Quantitative real-time PCR (qPCR)
The Power SYBR Green PCR Master Mix (Applied Biosystems, USA) was used for real-time PCR on the ABI 7900HT Fast Sequence Detection System (Applied Biosystems, USA). Total RNA was extracted from SMB cells and the brain tissue of rodents using Trizol reagent (15596026, Gibco, USA), followed by first-strand cDNA synthesis with the reverse transcription system (11752050, Invitrogen, USA)according to manufacturer instructions. Specific primers were designed based on the mouse GAP43 and GAPDH gene sequences from GenBank (M25667.1 and M88109.1). The primer sequences for GAP43 were as follows: forward 5'-CAAGATGGTGTCAAGCCGGA-3' and reverse 5'-TCTCCACACCATCAGCAACG-3'. The primer sequences for GAPDH were as follows: forward 5′-TTTGCAGTGGCAAAGTGGAG-3′ and reverse 5′GATGGGCTTCCCGTTGATGA-3′. PCR amplification was performed in triplicate for a total of 40 cycles (95°C for 30 seconds, 60°C for 30 seconds, and 72°C for 60 seconds). Relative quantification of target gene expression was determined using the comparative Ct method where Ct represents cycle number at which amplification reaches fixed threshold.

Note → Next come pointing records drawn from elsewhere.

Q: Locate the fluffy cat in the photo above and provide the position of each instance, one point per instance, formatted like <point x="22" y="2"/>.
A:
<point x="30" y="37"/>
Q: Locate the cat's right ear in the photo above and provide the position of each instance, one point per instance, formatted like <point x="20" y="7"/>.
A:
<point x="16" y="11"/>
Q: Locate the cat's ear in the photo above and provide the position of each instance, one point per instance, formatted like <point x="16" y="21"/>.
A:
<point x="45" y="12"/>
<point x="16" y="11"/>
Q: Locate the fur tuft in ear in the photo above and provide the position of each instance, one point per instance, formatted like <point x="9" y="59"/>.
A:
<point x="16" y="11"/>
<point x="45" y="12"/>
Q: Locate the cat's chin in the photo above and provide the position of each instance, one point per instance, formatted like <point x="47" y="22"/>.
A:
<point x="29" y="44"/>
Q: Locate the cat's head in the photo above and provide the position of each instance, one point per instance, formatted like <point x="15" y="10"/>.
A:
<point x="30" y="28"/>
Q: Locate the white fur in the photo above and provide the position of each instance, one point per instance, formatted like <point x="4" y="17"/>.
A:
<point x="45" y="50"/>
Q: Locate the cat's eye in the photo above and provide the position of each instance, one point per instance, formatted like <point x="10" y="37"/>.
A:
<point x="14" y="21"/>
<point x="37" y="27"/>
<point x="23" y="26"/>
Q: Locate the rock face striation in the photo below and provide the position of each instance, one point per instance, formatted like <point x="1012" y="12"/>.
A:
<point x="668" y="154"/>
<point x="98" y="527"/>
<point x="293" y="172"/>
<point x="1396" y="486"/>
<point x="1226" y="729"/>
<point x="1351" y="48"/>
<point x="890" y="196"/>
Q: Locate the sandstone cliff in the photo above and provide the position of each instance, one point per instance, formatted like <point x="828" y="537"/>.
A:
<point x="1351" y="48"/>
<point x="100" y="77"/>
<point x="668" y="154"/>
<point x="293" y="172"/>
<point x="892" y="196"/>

The 2-ΔΔCt method was employed to calculate the relative expression levels of the target gene by subtracting relative Ct value of target gene from that of the GAPDH gene.
Statistical analysis
The immunoblotting images and the degree of co-localization in IFA were quantitatively analyzed using Image J software. IFA quantification was represented by the IOD, which is the sum of the reaction intensities of all selected objects within the field of view. The strength of correlation was assessed using Pearson’s correlation coefficient (r), with values indicating strong correlation (r > 0.8), moderate correlation (0.5 < r ≤ 0.8), weak correlation (0.3 < r ≤ 0.5), rare or no correlation (r ≤ 0.3). Fluorescence intensity was analyzed using Operetta system from PerkinElmer, USA. The data were presented as mean values ± SEM (standard error of the mean). Differences between groups were evaluated using two-tailed Student’s t-test and one-way ANOVA test, and p-values were denoted as ***(p < 0.001), **(p < 0.01), *(p < 0.05), or ns (not significant).